I work for a large enterprise that generally builds most of its apps on top of Microsoft technologies. My background in development is generally using managed languages, Java, C#, WPF, ASP.NET, on top of Windows and I am afraid to admit that my knowledge of linux is rather limited.

Now, I feel like my company could really benefit from a tool like Mattermost as we are unable to use anything that isn’t self-hosted due to the nature of the work we do. At the moment team communication is generally handled via Skype and Email and it’s all a bit of a mess. Unfortunately, being a primarily Microsoft-oriented company means that the IT guys are quite jittery about firing up a Debian/Ubuntu server and running something like Mattermost from there so I have been investigating the possibility of compiling and running Mattermost on Windows.

What I have found interesting is that I haven’t seen anyone else really wanting to or needing to do the same thing but it feels like there must be other organisations where it would be a benefit to be able to run Mattermost on a Windows Server instance. After a little fiddling here and there I managed to get Mattermost compiled and running what seems like successfully on my Windows 10 development box running against a Windows install of Postgres.

So after that long-winded introduction I guess my questions are: is there any reason there has been no previous attempt to make a version of Mattermost available for Windows users? With my Windows go-compiled version, am I likely to run into any unforeseen issues or should it run as well as it would under osx/linux?

I have to admit, I cheated slightly and took all the prepared javascript/css/html files from the 1.2.1 release and used them with my own compiled version of the 1.2.1 go source as obviously running in a Windows environment I have no easy way of using a makefile but I presume the same could be achieved in a gulp/grunt script that would work for Windows developers (again, my javascript knowledge is painfully out of date here so I could be wrong!).

Anyway, if anyone could answer those questions I would be very grateful as I think Mattermost could work really well in a Windows environment - especially if I can write some webhooks into TFS and our other eployment tools so that issues can be surfaced in specific channels rather than through crappy emails!

Cheers guys :smiley:,

James.

We’ve thought about it, just wasn’t sure if there was a lot of demand for Windows Server, and we’d need volunteers for testing, documentation, support and troubleshooting.

Could we have your help adding a feature idea so this proposed change could be upvoted?

Hi you. Bravo. What are the basic hardware prerequisites for a mattermost install?

James, this is really useful to know! I’m also looking into running Mattermost self-hosted on Windows.
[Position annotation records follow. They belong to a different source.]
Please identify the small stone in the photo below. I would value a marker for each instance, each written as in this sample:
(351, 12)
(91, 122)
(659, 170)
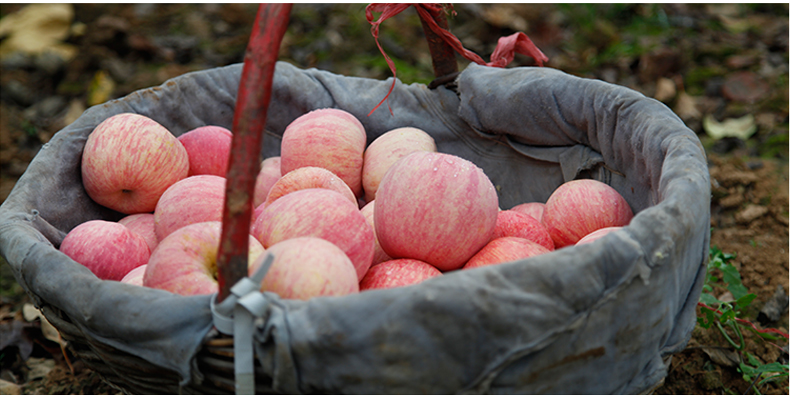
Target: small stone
(9, 388)
(731, 201)
(774, 308)
(18, 93)
(750, 213)
(744, 86)
(665, 90)
(50, 62)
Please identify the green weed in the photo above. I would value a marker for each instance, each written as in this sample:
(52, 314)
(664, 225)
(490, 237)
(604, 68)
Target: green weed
(722, 274)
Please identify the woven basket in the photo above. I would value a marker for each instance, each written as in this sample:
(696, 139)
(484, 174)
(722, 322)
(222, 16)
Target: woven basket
(27, 238)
I’ll have a go at this myself and pop a feature idea in if I can get it working, along with some notes. If you have any tips on the process you took to get it compiled and running on Windows that would be useful.

Thanks.

Getting the go code compiled in Windows is actually pretty easy - if you just set up your Windows go environments, set the required paths and grab the required dependencies it should just build straight off.

The problem for me was the web client side of things. For the life of me I could not get the tools working properly in windows that are used to properly compile up all of the React code properly. This is not so much a Mattermost problem as a problem with the tools themselves - they have known issues in Windows and essentially focus on Linux OS’s.

In the end I used Vagrant to set up a Linux VM to handle the client side of things. This is one hacky way of doing it - you can set up Vagrant to share your Windows code source folder so it’s accessible from within the guest Linux OS and then run watchify/browserify to automatically build your React code changes that you make from within Windows - you just have to change it to poll to detect changes.

If you just want to run the latest release then it’s much simpler - grab the latest distribution which has all the properly compiled React client side code all ready. You simply need to then compile the go code in Windows and you should be good to go!

Great, thanks James. I’m getting there now. The go code is compiled and I have a server running. Just getting the react stuff going now.

The process has been quite painful as while also being stuf to Windows platform I’m hidden behind a corporate firewall too.

Right. I finally got it all working. Building the client required changing a few things (mainly using globify instead of watchify due to Windows CLI lack of globbing). Setting up paths and file locations was also a bit of a challenge…

So basic steps are - set up SQL db, build server, build client, run node and finally run server.

Hi, I got it all working. I compiled the go code in windows. Got the latest distribution and got the compiled react code. run the compiled go file and it works fine. BUT THE BROWSER COULD NOT GET ANY CSS FILE FROM SERVER. I checked the direct link , in my case http://localhost:8065/static/css/bootstrap-3.3.5.min.css , and the css is downloaded. But the browser is not rendering any css. i can see that the css files are listed in the source node of the developer tools in the browser but when i click to see the css there is nothing there. ALSO the browser successfully gets the JS files from server but not the css. Please HELP!